LISTENING TO VAN MORRISON. By Greil Marcus.

by John Boland

Halfway through this eccentric and irritating book, the author lists the sixteen albums that Van Morrison released between 1980 and 1996 and then, dismissing them all as unworthy of consideration, asks rhetorically: “How do you write off more than fifteen albums and more than fifteen years of the work of a great artist?”

The short answer is that you don’t, not when they include such songs as A Sense of Wonder, Queen of the Slipstream, Someone Like You, In the Garden, Cleaning Windows, Have I Told You Lately That I love You, So Quiet in Here and Days Like This, to name just a few that have endured the test of time. But somehow they don’t meet Marcus’s criteria for greatness.

The problem, however, is that these criteria remain very vaguely defined. Indeed, all he can come up with is a remark made by John McCormack when asked to account for his own inimitable way with a song. “You have to have the yarragh in your voice,” the great Irish tenor unhelpfully said, and Marcus takes this to mean…well, I’m not sure exactly, but apparently “to get the yarragh…you may need a sense of the song as a thing in itself, with its own brain, heart, lungs, tongue and ears, its own desires, fears, will and even ideas.”

I think he means that the singer has to feel the song so deeply that his performance of it takes on a life of its own (“Is the song singing you?” Morrison once asked), but it’s typical of the more earnest rock criticism that clarity is eschewed in favour of high-flown waffle. It’s especially typical of Marcus, who has made his reputation as a pop culture analyst with such books as Mystery Train (1975) and Lipstick Traces (1989), in which ephemeral pop songs are lent spurious significance by  allusions to loftier artistic achievements. 

The tacit admission seems to be that rock and pop aren’t good enough to stand on their own feet, and Marcus admitted as much in his introduction to Mystery Train when he said he wasn’t capable “of mulling over Elvis Presley without thinking of Herman Melville” – thus showing his superiority to the rest of us, who think That’s Alright, Mama and Blue Moon of Kentucky are fine and dandy on their own terms.

Most devotees of Van Morrison feel the same about Sweet Thing, Madame George and Tupelo Honey, songs that not only defy analysis but resolutely refuse to invite it. This doesn’t stop Marcus from lengthy meditations on their essential meaning – meditations that take us less far into their mysterious loveliness than we can accomplish through our own ears, which tell us everything we need to know.
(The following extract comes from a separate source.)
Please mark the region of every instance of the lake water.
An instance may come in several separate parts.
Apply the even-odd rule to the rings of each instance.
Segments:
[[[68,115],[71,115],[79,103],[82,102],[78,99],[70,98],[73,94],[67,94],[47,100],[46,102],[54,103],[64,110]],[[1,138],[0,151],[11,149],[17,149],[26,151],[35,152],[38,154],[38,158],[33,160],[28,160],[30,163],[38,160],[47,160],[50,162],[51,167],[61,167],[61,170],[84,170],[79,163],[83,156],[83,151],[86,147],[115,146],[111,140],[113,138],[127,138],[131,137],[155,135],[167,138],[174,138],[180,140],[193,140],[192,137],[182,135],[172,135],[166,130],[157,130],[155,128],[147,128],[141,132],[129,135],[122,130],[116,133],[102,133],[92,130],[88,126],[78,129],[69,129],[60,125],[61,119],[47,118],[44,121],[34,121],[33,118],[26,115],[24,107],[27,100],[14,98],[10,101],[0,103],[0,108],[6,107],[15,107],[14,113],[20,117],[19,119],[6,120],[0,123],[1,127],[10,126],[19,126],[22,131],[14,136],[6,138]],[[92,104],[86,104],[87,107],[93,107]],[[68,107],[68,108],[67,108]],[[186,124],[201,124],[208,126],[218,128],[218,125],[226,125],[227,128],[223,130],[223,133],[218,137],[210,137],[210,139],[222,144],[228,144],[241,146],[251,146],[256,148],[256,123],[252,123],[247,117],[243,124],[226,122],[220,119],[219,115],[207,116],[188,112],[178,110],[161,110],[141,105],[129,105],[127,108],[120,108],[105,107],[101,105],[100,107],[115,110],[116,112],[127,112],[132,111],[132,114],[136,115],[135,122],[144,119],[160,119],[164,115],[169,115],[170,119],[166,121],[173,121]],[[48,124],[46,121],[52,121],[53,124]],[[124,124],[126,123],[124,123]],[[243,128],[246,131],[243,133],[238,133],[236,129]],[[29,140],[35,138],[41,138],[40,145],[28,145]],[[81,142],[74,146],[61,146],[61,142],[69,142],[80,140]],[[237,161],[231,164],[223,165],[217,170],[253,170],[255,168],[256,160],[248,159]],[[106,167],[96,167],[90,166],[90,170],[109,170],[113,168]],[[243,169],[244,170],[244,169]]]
And if, after that, the songs still preserve their mystery, well, that’s how it should be.

In short, I learned little from this lazily self-indulgent book, which tells you little about the man (or little that’s biographically coherent, anyway), not much by way of insights into the extraordinary music, but quite a lot about how Marcus and his academic ilk can drain the joy out of listening to music  by breaking butterflies on the wheels of the supposedly higher criticism. What is it with these guys?